Segundo o levantamento, em 2024, 72,6% das pessoas que frequentam ou já frequentaram um curso de graduação no país estudaram o ensino médio inteiro na rede pública. Em 2016, esse percentual era de 67,8%. O mesmo movimento foi observado na pós-graduação: o índice de estudantes oriundos de escolas públicas saltou de 52,2% para 59,3%, no mesmo período.
A pesquisadora do IBGE Adriana Beringuy atribui esse avanço às políticas públicas de acesso ao ensino superior. “Sem essas políticas, [essas pessoas] não estariam no ensino superior ou teriam dificuldades maiores de acessá-los”, afirmou, destacando medidas como o sistema de cotas, o ProUni e o Fies.
A escolaridade da população brasileira também evoluiu. Em 2024, 20,5% das pessoas com 25 anos ou mais tinham ensino superior completo, contra 15,4% em 2016. A taxa de quem concluiu pelo menos a educação básica obrigatória subiu de 46,2% para 56% no mesmo período.
Os dados revelam também um crescimento da média de anos de estudo, que passou de 9,1 para 10,1 anos entre 2016 e 2024. O aumento foi maior entre mulheres (de 9,2 para 10,3 anos) e pessoas negras (de 8,1 para 9,4 anos), embora a desigualdade em relação a pessoas brancas ainda persista.
A pesquisa mostra ainda que 31,3% dos jovens de 18 a 24 anos estavam no ensino superior em 2024, número que reflete o esforço de permanência estudantil em um cenário de dificuldades econômicas.
Entre os jovens de 15 a 29 anos, 16,4% estudam e trabalham, enquanto 18,5% não estudam nem trabalham. Embora o número de “nem-nem” ainda represente 8,9 milhões de jovens, ele caiu em comparação aos 22,4% registrados em 2019.
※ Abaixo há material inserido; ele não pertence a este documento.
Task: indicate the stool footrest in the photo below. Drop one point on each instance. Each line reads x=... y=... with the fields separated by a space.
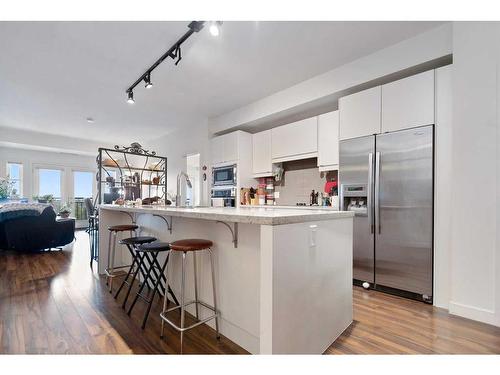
x=108 y=272
x=176 y=327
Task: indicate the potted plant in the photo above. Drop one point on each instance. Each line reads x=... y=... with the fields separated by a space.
x=48 y=198
x=65 y=211
x=5 y=188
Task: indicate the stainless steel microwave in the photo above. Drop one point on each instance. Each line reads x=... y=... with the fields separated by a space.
x=223 y=176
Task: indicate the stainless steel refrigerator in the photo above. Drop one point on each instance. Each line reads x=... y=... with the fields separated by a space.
x=387 y=180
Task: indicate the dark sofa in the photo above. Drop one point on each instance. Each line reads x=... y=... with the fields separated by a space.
x=35 y=233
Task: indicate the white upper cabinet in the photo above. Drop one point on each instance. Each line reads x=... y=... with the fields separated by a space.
x=217 y=149
x=408 y=103
x=298 y=140
x=262 y=164
x=227 y=148
x=360 y=113
x=231 y=147
x=328 y=141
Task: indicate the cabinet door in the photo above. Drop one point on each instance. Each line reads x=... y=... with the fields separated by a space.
x=217 y=149
x=408 y=103
x=328 y=140
x=230 y=147
x=295 y=141
x=360 y=113
x=261 y=156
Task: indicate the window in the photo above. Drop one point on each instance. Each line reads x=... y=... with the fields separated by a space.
x=83 y=183
x=49 y=182
x=15 y=174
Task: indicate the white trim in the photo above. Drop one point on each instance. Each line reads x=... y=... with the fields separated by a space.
x=474 y=313
x=21 y=175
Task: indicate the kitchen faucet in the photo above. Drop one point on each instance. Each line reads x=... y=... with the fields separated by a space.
x=179 y=193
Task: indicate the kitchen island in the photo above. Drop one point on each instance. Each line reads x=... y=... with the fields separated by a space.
x=283 y=276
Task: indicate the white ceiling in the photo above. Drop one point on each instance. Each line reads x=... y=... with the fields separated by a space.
x=53 y=75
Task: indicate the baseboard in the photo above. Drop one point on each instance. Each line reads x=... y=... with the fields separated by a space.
x=474 y=313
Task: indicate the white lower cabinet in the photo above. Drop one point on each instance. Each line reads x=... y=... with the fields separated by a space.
x=328 y=141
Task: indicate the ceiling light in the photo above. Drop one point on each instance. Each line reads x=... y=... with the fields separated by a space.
x=215 y=28
x=130 y=99
x=147 y=81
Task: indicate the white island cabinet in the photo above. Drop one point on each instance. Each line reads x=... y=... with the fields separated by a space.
x=283 y=276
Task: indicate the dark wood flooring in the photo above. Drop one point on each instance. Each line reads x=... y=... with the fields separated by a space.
x=52 y=303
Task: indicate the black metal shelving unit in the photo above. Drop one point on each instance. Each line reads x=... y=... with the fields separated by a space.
x=131 y=179
x=115 y=170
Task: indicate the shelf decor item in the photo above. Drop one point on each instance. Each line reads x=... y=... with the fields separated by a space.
x=5 y=188
x=130 y=173
x=65 y=211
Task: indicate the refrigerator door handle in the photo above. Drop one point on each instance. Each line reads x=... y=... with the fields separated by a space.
x=369 y=202
x=377 y=192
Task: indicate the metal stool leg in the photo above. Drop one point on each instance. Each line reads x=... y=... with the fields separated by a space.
x=183 y=282
x=165 y=301
x=214 y=293
x=128 y=273
x=132 y=282
x=155 y=289
x=109 y=255
x=195 y=285
x=140 y=289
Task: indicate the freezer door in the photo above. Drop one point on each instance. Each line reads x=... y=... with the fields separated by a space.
x=356 y=170
x=404 y=210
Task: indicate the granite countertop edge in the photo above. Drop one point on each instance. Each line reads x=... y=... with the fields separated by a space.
x=258 y=215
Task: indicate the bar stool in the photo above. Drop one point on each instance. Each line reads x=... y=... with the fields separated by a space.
x=132 y=244
x=185 y=246
x=142 y=252
x=110 y=270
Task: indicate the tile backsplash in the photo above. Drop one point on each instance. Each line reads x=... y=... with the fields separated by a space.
x=299 y=179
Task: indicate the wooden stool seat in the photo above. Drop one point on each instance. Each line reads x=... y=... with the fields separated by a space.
x=191 y=244
x=123 y=227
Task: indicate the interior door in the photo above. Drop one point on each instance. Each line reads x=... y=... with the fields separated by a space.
x=356 y=172
x=404 y=210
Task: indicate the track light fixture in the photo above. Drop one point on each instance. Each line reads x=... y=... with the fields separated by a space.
x=174 y=53
x=215 y=27
x=130 y=99
x=147 y=81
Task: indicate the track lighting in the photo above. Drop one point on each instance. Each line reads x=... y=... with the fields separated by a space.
x=147 y=81
x=130 y=99
x=174 y=53
x=215 y=28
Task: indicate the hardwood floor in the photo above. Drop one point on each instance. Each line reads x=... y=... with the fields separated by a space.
x=52 y=303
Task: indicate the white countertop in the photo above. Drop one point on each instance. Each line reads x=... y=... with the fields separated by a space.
x=290 y=207
x=268 y=215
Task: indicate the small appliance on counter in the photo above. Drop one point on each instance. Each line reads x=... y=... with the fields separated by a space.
x=223 y=196
x=224 y=175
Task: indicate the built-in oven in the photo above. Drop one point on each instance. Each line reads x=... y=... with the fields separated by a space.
x=224 y=176
x=223 y=196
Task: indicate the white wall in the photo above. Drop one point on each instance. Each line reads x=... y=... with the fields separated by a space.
x=475 y=208
x=424 y=47
x=177 y=145
x=32 y=158
x=10 y=137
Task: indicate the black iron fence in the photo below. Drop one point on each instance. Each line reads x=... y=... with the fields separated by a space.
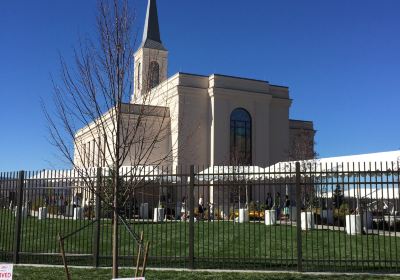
x=307 y=217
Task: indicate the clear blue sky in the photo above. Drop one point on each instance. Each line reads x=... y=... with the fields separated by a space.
x=340 y=58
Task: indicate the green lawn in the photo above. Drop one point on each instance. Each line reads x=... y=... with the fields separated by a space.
x=31 y=273
x=217 y=245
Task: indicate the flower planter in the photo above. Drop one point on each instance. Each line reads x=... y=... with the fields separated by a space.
x=367 y=220
x=69 y=211
x=144 y=211
x=293 y=213
x=24 y=211
x=307 y=220
x=42 y=215
x=327 y=215
x=270 y=217
x=158 y=215
x=353 y=224
x=243 y=215
x=78 y=213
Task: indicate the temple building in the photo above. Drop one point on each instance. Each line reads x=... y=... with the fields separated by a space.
x=212 y=119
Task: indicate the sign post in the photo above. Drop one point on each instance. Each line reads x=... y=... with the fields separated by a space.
x=6 y=270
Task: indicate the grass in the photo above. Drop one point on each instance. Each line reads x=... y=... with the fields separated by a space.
x=21 y=273
x=216 y=245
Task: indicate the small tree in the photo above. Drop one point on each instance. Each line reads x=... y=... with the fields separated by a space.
x=93 y=93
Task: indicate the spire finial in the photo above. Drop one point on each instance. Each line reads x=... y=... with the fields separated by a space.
x=152 y=29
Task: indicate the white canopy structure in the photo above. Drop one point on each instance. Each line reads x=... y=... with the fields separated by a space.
x=385 y=161
x=231 y=173
x=367 y=193
x=148 y=173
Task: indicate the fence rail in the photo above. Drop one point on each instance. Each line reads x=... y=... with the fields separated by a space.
x=295 y=217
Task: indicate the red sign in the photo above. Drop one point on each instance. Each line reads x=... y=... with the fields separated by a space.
x=6 y=271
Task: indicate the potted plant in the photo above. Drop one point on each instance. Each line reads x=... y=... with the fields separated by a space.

A principal causa para o abandono ou a não frequência escolar entre os jovens de 14 a 29 anos é a necessidade de trabalhar (42%), especialmente entre os homens (53,6%). Entre as mulheres, a gravidez (23,4%) aparece como a segunda razão mais citada. Os afazeres domésticos ou o cuidado com outras pessoas também foram obstáculos importantes para 9% delas — índice quase dez vezes maior do que entre os homens (0,8%).
A Pnad Educação 2024 reforça a importância de políticas públicas para manter os jovens na escola e garantir o acesso igualitário à educação, especialmente para populações historicamente vulnerabilizadas.